But some progressive and centrist Democrats expressed trepidation with Califf’s nomination Tuesday.
Sen. Bernie Sanders (I-Vt.) said he would vote no due to Califf’s “revolving door” work for industry that netted him millions.
“The Covid-19 pandemic has made clearer than ever the choice between pharmaceutical profits and the health of our people,” Sanders said in a statement after the hearing. “In this critical moment, Dr. Califf is not the leader Americans need at the FDA.”
West Virginia’s Joe Manchin suggested in a statement before the hearing he’s also unlikely to support the nomination. “I can’t fathom why we would confirm someone whose actions failed to swiftly curb the tide of the opioid epidemic and protect the public’s health, especially someone who has already helmed FDA as its commissioner,” the Democrat said.
And Sen. Richard Blumenthal (D-Conn.) told POLITICO he has “very strong reservations” about Califf, adding there has been “nothing so far to dispel” his concerns.
Neither Manchin nor Blumenthal are members of the health committee, but their positions show Democratic leadership likely needs at least a few Republicans to ensure Califf’s confirmation goes through.
Califf — who most recently led health strategy and policy at Google’s parent, Alphabet — faced the toughest questions about past FDA decisions to approve prescription pain medicines.
Sen. Maggie Hassan (D-N.H.) pressed Califf on whether he agreed with the FDA’s decisions to change OxyContin’s indication to include continuous, long-term pain management in the early 2000s.
However, he fell short of saying that the pain medicines should be relabeled immediately. “I think as the evidence comes in we are going to need to aggressively look at relabeling,” Califf said.
“The evidence has been here for a long time,” Hassan retorted. “It’s the evidence of thousands of people, hundreds of thousands of people, dying in this country.”
She later told POLITICO she hasn’t decided yet whether to support Califf’s nomination. And Sen.
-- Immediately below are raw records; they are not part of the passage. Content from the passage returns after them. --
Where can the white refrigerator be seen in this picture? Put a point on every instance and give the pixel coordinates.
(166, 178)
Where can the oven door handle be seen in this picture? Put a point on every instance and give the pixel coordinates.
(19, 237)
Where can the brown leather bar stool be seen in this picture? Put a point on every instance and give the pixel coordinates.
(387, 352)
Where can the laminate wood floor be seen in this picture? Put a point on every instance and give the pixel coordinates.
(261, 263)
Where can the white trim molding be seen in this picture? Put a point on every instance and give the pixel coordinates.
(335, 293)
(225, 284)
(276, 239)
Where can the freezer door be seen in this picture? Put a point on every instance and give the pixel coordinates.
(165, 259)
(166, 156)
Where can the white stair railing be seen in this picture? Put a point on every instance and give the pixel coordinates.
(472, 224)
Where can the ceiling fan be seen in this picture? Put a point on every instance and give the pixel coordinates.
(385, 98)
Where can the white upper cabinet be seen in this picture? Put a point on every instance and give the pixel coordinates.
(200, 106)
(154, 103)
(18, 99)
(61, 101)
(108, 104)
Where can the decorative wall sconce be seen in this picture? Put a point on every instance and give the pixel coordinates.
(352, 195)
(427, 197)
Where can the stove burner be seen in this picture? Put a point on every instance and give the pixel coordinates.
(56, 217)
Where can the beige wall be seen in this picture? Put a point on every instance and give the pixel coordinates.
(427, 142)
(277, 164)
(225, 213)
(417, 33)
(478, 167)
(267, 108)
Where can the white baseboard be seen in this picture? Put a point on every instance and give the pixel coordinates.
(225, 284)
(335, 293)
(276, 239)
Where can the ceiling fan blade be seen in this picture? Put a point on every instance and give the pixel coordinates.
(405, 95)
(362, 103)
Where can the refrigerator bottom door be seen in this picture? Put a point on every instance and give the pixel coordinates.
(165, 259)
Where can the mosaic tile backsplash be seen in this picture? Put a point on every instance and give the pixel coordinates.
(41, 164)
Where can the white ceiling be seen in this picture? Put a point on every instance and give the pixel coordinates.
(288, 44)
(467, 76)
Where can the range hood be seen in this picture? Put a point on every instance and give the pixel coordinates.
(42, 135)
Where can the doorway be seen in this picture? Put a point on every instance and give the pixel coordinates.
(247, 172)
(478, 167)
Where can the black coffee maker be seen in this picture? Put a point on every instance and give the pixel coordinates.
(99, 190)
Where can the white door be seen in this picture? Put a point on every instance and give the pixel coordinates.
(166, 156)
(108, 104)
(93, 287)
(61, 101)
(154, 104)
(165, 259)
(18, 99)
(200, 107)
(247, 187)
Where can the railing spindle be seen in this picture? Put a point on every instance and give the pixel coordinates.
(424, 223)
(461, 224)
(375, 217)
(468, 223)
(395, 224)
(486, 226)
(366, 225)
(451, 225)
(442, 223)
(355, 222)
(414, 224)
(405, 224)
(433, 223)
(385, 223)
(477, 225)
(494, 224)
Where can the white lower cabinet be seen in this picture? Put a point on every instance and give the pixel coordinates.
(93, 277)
Ben Ray Luján (D-N.M.) told POLITICO he’s also undecided on Califf until he receives answers to his own questions about opioids.
“I am not okay with the United States continuing down the path of what has been a track record of more constituents dying because data and science and expertise has been ignored by some of these committees and these recommendations,” Luján said, adding that he needs “to understand what exactly the plan is, looking at that labeling and changes.”
Not all Republican committee members are ready to back Califf. Sens. Tim Scott (S.C) and Mitt Romney (Utah) are undecided.
Rand Paul, a prominent critic of the Biden administration’s Covid-19 response, didn’t attend the confirmation hearing this morning. His office did not respond when asked why he was not present.
Senate HELP Chair Patty Murray (D-Wash.) is “working quickly” with Burr to schedule a committee vote on Califf’s nomination, a Democratic committee aide said. That’s likely to stretch into the new year: Lawmakers can submit questions for the record up until 5 p.m. on Dec. 15, and the hearing record will close on Dec. 29.
Califf can already count on Burr — the top Republican on the HELP Committee — to whip Republicans to ultimately support Biden’s pick to lead the FDA.
“I encourage my colleagues to support the nomination of Rob Califf and to do that expeditiously,” Burr said.